Créu na velocidade 5
A coisa mais difícil do mundo é ser quem verdadeiramente somos. Talvez não haja nada mais complicado do que sermos do jeito que somos o tempo todo.
A coisa mais difícil do mundo é ser quem verdadeiramente somos. Talvez não haja nada mais complicado do que sermos do jeito que somos o tempo todo.No mundo instantâneo em que vivemos, dominado pela realidade virtual compartilhada, sermos fiéis a nós mesmo é muito complicado.
Somos estimulados a ver aquele filme que no fundo achamos um saco.
Somos exigidos a compartilhar milhares de amigos nas redes sociais.
Somos cobrados a fazer sexo sete vezes por semana.
Somos persuadidos a usar tênis com entressola de alta tecnologia para não castigar os calcanhares contra a dura crosta terrestre.
Somos coagidos a comprar a chave dos milagres da igreja que pouco ou nunca frequentamos.
Somos pressionados a dançar “Créu” na velocidade 5.
Somos convidados compulsoriamente a sorrir diante das câmaras dos postos de gasolina (‘Sorria, você está sendo filmado’).
Somos compelidos a aderir todos ao bloco de carnaval dos ‘bundas moles’.
Se não cedemos às pressões de nos embutirmos aos comportamentos da maioria do rebanho, fazem-nos sentir o botão fora da casa, o peixe fora d’água, o pássaro sem galho.

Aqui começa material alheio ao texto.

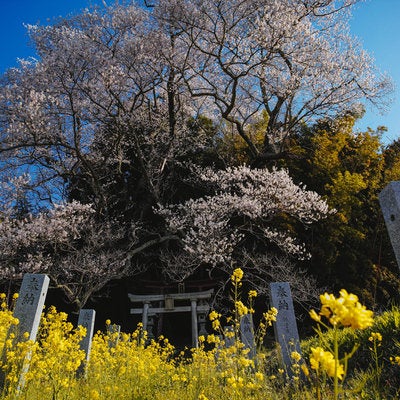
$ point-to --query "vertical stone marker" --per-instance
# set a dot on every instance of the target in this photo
(86, 319)
(29, 306)
(389, 199)
(28, 309)
(247, 334)
(285, 327)
(113, 331)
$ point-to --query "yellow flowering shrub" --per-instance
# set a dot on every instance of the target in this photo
(130, 366)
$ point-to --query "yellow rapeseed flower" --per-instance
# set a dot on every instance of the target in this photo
(375, 336)
(241, 308)
(322, 360)
(252, 293)
(296, 356)
(344, 310)
(237, 275)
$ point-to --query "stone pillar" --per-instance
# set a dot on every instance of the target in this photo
(195, 332)
(389, 199)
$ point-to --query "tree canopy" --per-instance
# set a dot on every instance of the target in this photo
(124, 118)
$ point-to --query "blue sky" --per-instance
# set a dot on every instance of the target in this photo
(375, 22)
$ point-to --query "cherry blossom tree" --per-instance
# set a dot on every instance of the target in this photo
(108, 122)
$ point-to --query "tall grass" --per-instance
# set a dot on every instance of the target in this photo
(129, 366)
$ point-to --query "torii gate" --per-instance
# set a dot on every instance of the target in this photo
(165, 303)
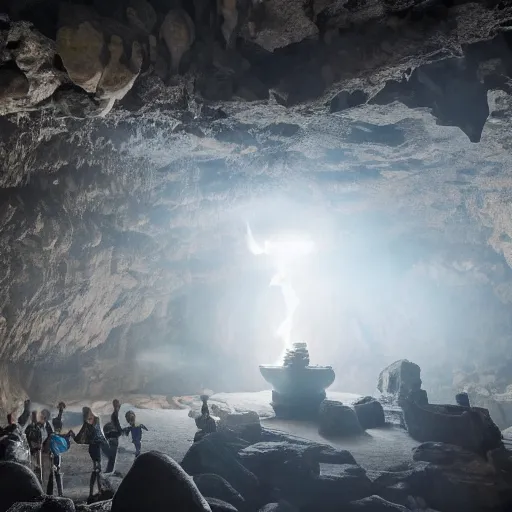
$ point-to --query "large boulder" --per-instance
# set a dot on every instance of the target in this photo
(281, 464)
(217, 505)
(448, 454)
(156, 482)
(399, 379)
(336, 419)
(83, 41)
(375, 504)
(17, 483)
(455, 479)
(323, 452)
(48, 504)
(217, 487)
(369, 412)
(469, 427)
(30, 76)
(281, 506)
(244, 424)
(333, 489)
(216, 453)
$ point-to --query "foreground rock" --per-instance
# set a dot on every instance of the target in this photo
(157, 483)
(471, 428)
(375, 504)
(217, 505)
(336, 419)
(455, 479)
(217, 487)
(48, 504)
(17, 483)
(369, 412)
(216, 453)
(399, 380)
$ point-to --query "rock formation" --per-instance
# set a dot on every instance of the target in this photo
(381, 127)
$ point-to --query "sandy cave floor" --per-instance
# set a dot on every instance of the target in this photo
(172, 432)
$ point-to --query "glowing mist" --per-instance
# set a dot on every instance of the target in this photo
(283, 253)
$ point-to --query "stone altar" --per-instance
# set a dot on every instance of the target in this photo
(298, 389)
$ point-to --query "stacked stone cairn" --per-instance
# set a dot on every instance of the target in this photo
(297, 356)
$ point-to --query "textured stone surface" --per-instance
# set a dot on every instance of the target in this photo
(165, 486)
(383, 127)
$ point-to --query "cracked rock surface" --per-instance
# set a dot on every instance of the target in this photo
(130, 163)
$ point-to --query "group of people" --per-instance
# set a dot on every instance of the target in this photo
(46, 442)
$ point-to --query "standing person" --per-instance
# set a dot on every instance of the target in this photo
(91, 434)
(46, 454)
(113, 432)
(34, 437)
(135, 430)
(25, 415)
(205, 423)
(56, 458)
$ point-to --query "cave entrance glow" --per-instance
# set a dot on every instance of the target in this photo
(285, 252)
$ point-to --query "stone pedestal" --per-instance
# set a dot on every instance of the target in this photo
(298, 389)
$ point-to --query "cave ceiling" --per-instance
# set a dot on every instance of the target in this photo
(124, 182)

Viver segundo as nossas legítimas escolhas é correr o risco de recebermos o carimbo de alienados (se você tem menos de 12 anos e não junta ideia do que seja ‘carimbo’, pergunte ao Sr. Google).
Não imitar a maioria é correr o risco de levar uma descarga elétrica – um chicote de 27.700ºC – quatro vezes a temperatura na superfície do sol. O ar em torno desloca-se causando o estrondo, que viaja por entre os prédios a 340 metros por segundo.

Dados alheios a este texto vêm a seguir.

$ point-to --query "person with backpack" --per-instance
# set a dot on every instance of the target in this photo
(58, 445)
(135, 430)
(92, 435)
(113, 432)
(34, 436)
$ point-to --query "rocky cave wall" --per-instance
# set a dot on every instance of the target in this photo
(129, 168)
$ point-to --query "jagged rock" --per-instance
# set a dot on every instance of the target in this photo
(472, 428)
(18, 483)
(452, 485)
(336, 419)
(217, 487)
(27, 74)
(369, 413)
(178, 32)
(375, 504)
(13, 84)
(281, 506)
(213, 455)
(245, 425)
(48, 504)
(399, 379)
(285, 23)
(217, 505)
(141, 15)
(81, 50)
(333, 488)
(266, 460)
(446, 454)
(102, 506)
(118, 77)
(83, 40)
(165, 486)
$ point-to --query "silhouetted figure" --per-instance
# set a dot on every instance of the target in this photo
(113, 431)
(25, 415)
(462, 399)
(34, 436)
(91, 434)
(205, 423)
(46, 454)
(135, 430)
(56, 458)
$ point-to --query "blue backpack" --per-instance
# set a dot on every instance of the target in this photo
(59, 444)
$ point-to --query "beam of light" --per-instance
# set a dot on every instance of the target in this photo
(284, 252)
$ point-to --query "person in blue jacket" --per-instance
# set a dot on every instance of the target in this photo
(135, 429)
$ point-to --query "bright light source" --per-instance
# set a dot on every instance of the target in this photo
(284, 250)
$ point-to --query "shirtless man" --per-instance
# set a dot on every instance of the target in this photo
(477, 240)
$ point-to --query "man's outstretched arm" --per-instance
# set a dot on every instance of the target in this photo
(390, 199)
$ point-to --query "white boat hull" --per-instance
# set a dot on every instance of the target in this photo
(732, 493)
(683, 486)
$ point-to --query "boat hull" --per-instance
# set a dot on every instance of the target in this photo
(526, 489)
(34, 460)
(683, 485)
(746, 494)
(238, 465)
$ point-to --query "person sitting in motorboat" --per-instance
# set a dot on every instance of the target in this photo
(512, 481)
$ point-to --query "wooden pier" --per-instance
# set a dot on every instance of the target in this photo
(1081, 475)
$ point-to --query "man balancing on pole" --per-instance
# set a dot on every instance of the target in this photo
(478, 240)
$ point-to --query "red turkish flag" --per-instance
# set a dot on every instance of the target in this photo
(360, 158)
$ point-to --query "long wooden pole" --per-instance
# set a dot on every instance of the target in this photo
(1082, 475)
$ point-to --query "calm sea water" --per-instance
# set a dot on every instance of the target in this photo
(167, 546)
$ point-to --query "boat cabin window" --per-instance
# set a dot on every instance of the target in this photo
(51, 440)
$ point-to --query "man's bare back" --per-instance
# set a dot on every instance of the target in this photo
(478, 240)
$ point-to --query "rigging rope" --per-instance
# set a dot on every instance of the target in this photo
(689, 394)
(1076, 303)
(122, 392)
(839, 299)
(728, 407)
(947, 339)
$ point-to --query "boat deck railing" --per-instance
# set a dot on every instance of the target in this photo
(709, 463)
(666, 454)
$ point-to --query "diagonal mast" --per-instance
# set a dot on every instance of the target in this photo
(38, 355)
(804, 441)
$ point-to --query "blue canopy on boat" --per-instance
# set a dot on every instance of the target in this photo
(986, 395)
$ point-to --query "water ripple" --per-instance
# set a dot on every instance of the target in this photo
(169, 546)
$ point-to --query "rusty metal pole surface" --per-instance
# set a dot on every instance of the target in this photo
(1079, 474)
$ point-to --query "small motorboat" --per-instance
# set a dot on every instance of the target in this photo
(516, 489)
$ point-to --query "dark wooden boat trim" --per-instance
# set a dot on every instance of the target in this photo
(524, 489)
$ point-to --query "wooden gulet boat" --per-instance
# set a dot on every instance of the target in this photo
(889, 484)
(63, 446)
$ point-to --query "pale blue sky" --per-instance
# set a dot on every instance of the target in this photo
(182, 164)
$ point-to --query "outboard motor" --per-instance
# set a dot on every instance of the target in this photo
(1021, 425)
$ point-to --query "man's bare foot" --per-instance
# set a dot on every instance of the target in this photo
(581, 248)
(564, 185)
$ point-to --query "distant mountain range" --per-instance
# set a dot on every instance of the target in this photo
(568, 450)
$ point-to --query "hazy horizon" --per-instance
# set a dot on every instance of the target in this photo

A pressão para ser como os outros são pode ser sutil em algumas vezes, mas quase sempre é violenta. Se você, autêntica leitora, quiser ser uma dançarina de funk, terá que aderir ao padrão definido. Precisará virar uma mulher-bomba, em permanente expansão corporal. Deverá turbinar a musculatura na academia, seguir uma dieta rigorosamente desenhada e usar uns fermentos dos músculos.

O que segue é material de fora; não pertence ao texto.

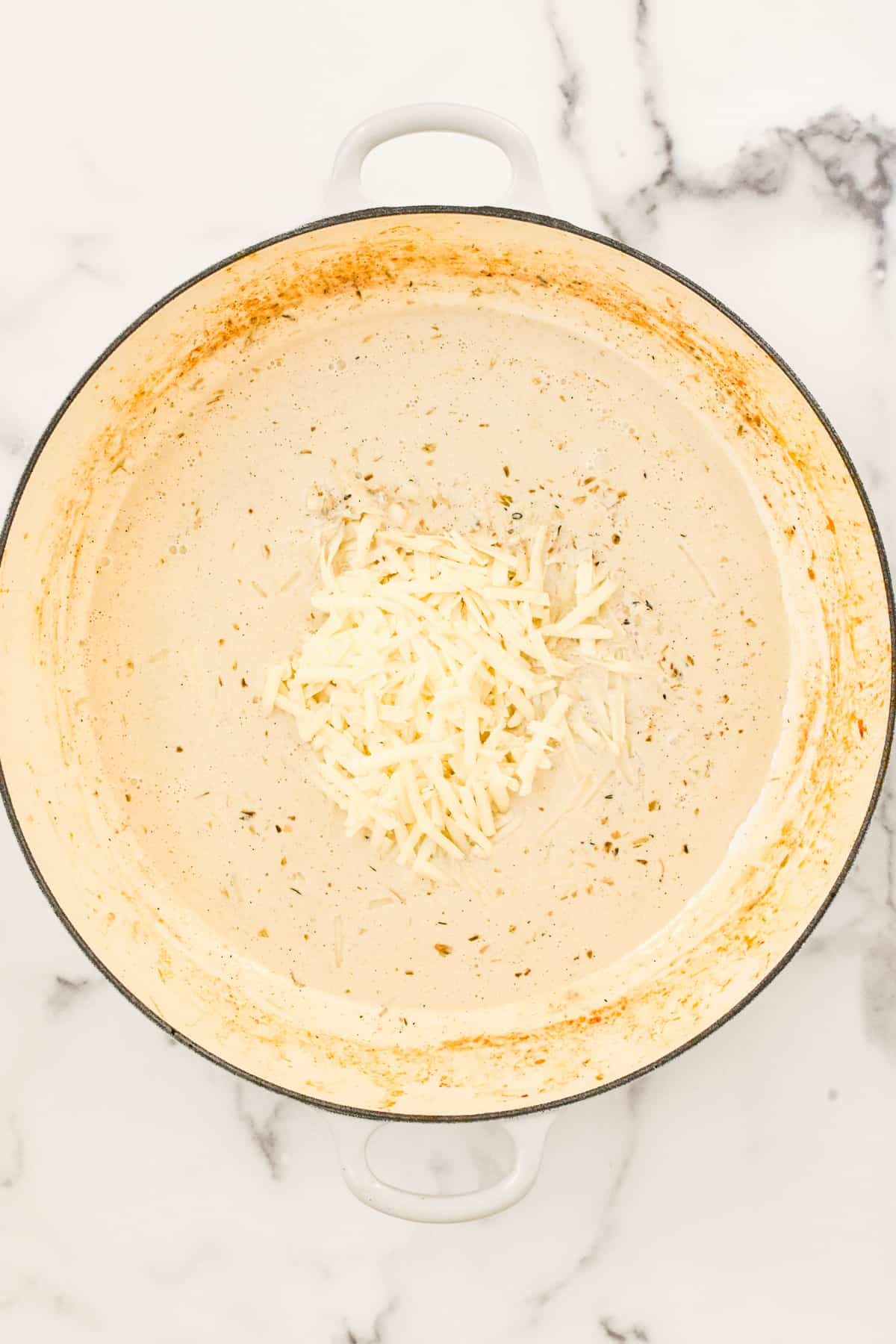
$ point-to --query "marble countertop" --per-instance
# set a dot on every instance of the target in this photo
(743, 1192)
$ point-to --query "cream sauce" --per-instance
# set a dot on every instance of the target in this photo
(207, 581)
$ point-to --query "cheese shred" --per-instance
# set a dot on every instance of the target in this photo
(438, 682)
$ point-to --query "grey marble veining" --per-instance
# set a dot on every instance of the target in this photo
(744, 1191)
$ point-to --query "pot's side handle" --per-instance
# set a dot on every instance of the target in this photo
(352, 1135)
(526, 193)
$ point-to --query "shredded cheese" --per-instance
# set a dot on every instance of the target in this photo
(438, 683)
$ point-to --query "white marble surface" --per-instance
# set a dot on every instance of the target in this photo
(744, 1192)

Assumir quem somos de verdade, com nossas manias esquisitas, defeitos tantos, intimidades inconfessáveis e um feixe com algumas virtudes, não é para os fracos.
Fazer as próprias regras e jogar o próprio jogo é somente para os que são autênticos. E ser autêntico não é só ser íntegro, legítimo, verdadeiro e sincero... Essas são apenas características humanas. Ser autêntico é muito mais do que isso: é viver de acordo com nossos princípios e valores.
Talvez, a literatura conserve o poder de consertar um pouco essa coisa de escaparmos de nós mesmos e nos jogue para dentro. O livro e a leitura têm esse poder de fazer com que paremos para um mergulho em nossa alma.
Muito embora muitos achem que a literatura não serve para nada e teimem em reduzi-la a um passatempo à beira da piscina ou salas de espera de consultórios, a literatura tem o poder de interrogar, interferir e nos levar ao autoconhecimento.
O mais importante disso tudo é que não precisamos ser uma mula carregada de diplomas ou credenciais para ler um bom livro. O livro é uma ferramenta super democrática. O livro é para todos. Falando melhor, o livro é para os que têm coragem de mergulhar em si mesmos.
O livro é para os que têm coragem de ser o que são e não o que os outros querem que sejam.